Q. 同じクラスにいじめっ子の男の子がいました。その子は、自分が他の子をいじめているのに、家に帰れば自分がウチの子にいじめられたとウソを言っています。そのため、いじめっ子のママから、ウチの子が保育園でいじめてきたとするクレームの電話をしつこくしてくるようになってしまいました。対処法はありますか?

A. この場合、法律的な手段は考えにくいです。電話してくるだけなら、相手に「もう電話しないでほしいです」と言うのがベストかと思います。これを訴訟とするのは現実的には難しいですね。ただ、クレーム電話が朝も夜もしつこくて精神的に参ってしまい、身体を壊した、などという場合は、また別! ご近所トラブルのような事例として訴訟に持ち込むことは可能かもしれませんよ。

 クレーム電話とは別に、いじめが本当かどうかを明らかにする必要はあると思います。そこで、保育園や学校と協力して普段の姿を撮影するとか録音するなどすべきかもしれませんね。しかし、隠し撮りや盗聴器は法律上スレスレの感じ。関係のないお子さんの顔が分からないような感じで盗聴するだけなどの配慮が必要です。

 実際には、いじめられている子どもに親が、録音できる機器を持たせることがあります。いじめられていることを録音する際には必ず「〇〇君(さん)、蹴るのをやめて」「僕(私)の○○取るのをやめて」と相手の名前や、されていることを分かるようにします。探偵は学校の中に入って調査することはできないので…。学校に調査を頼むよりも、ほとんどは親自身が調査をしています。

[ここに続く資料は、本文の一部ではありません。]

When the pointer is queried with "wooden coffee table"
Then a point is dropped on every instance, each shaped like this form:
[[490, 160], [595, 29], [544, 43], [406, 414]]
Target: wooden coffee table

 子どものけんかが訴訟に発展するのは悲しいことですが、深刻ないじめの報道も後を絶たないですよね。いじめでけがなどが発生すれば損害賠償を請求することも可能です。けがの程度やいじめのレベルによれば刑事事件にもなるし、子どもの年齢が幼ければ少年事件にもなります。自分が嫌だという態度を明らかにし、そういう証拠をそろえることが大切です。

 逆に、子どもがいじめられていないのに「蹴るのやめて」など嘘の証拠を音声に残して特定の子どもを犯人に仕立てようとしている場合には、その嘘をついた相手がけがをしていない、いじめられていない、という正しい証拠を集めていくことが重要になります。